Salt determined to leave his mark on England’s T20 World Cup defence

Phil Salt has already experienced the winner’s podium, but this time he wants to be central, not peripheral. Two years ago in Australia he was drafted in for the semi-final, didn’t face a ball against India and managed 10 runs in the final while filling in at No.3. Useful, yes, but hardly the tale you retell years later.

“​Yes, definitely,” Salt says, asked whether another medal would feel different. “​That’s a massive source of motivation for myself. Obviously, I started that World Cup in Australia out of the team. Hopefully, I start this one in the team and put a stamp on it. It’s really simple.”

Since 2023 the 27-year-old has put together numbers that justify the confidence. No one has opened in T20 cricket more often, and nobody has scored more runs while doing it. The gap – close to 500 runs – between Salt and Faf du Plessis in second spot underlines just how busy he has been.

Strip it back to internationals and the leaderboard becomes even starker. There is the rest, then there is Salt, then Abhishek Sharma. Salt’s strike-rate of 169.5 is the only one brushing 170; Sharma, operating in rarified air, is out at 197.3.

“​I’d like to catch him,” Salt jokes about Sharma, currently the ICC’s top-ranked T20 batter, with Salt second. “​That’s been my goal for a while, even when Suryakumar Yadav was number one. A completely different batter, but I still wanted to catch him.

“I really like watching him bat, I’ll be honest with you. Last night, I was disappointed because he got out early. The fact that he can hit the first ball for six like that, the way he runs down the wicket, fights that line from really straight to get it over the off side, but then also hits a ball wide to him over the leg side. It’s completely different. I’m never going to be him. He’s never going to be me. But I do enjoy watching him bat.”

India, he freely admits, stand in everyone’s path.

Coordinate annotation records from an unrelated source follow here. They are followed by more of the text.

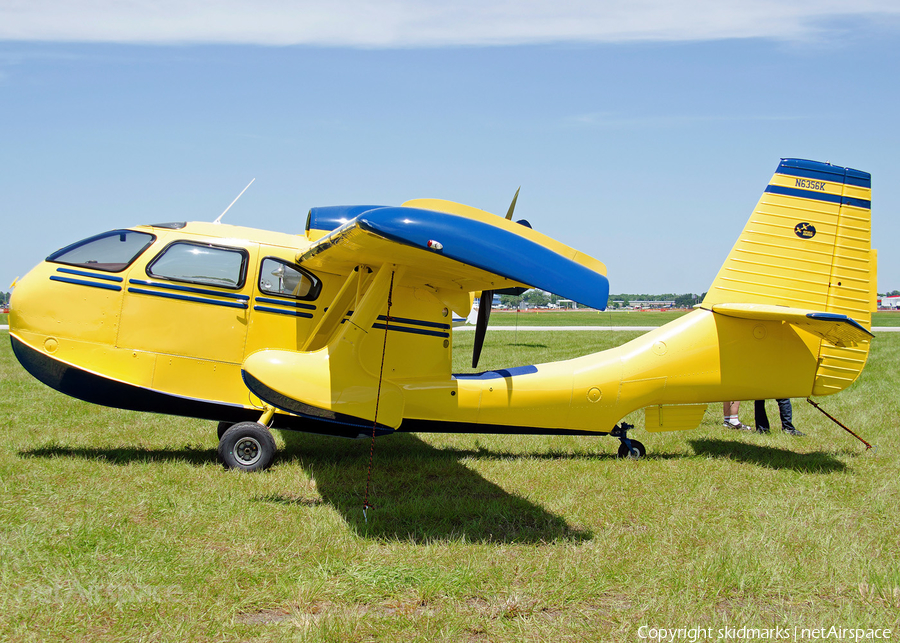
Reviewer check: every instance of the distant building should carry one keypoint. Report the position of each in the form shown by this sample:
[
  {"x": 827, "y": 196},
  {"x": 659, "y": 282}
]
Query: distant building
[{"x": 646, "y": 304}]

“​I think they are by far and away the strongest team in the World Cup,” Salt says. “​And I’m really excited by the idea that we get to come up against them in a World Cup in their own backyard.”

That backyard is hardly unfamiliar ground. Salt has collected two IPL winner’s medals and owns the highest strike-rate of anyone with at least 25 IPL innings. A tricky statistic to keep hold of, he knows, but evidence all the same that Indian pitches no longer intimidate visiting openers.

“​It’s obviously the strongest T20 league in the world so if you can’t go there and pick things up that’ll help you out then you’re probably not looking at it the right way.”

First, though, comes Sri Lanka. Remarkably for someone 83 caps into his international career, Salt is yet to face them.

“​I’ll be having a good chat with our analyst tonight,” he says. “​I’ll be watching as much footage as possible. I’ll have a good look at them in the warm-up tomorrow. It’s about having clarity on where they miss and what their plans are.”

England supporters may see the upcoming three-match series as a tune-up, but Salt knows places in the XI remain fluid. Jos Buttler is secure, yet the other opening slot has been a revolving door. Will Jacks, Ben Duckett and Dawid Malan have all walked through at various points. A convincing fortnight from Salt would slam that door shut.

The numbers are encouraging. Since the start of last year he has converted 10 of 26 T20 fifties into scores beyond 70 – not quite “daddy hundreds”, to borrow the Test match phrase, but evidence of a player who kicks on rather than plates out a cameo. His method is uncomplicated: strong base, minimal footwork, bat speed through the line. Coaches describe it as “see ball, hit ball”, though Salt bristles at the idea it is unsophisticated. The repetition in the nets is what allows the freedom in the middle, he argues.

Privately, England value more than his runs. He is direct, occasionally brusque, yet always willing to front up – whether to the media, analysts or team-mates. If this World Cup campaign wobbles, Salt is unlikely to leave the talking to someone else.

For now, the focus is on Colombo, not Ahmedabad. The desire, however, is unmistakable: to swap the cameo role for a starring one when the real thing starts later in the year.

It’s no bad ambition for a player who already owns a winners’ medal but would rather be remembered for the innings that secured it.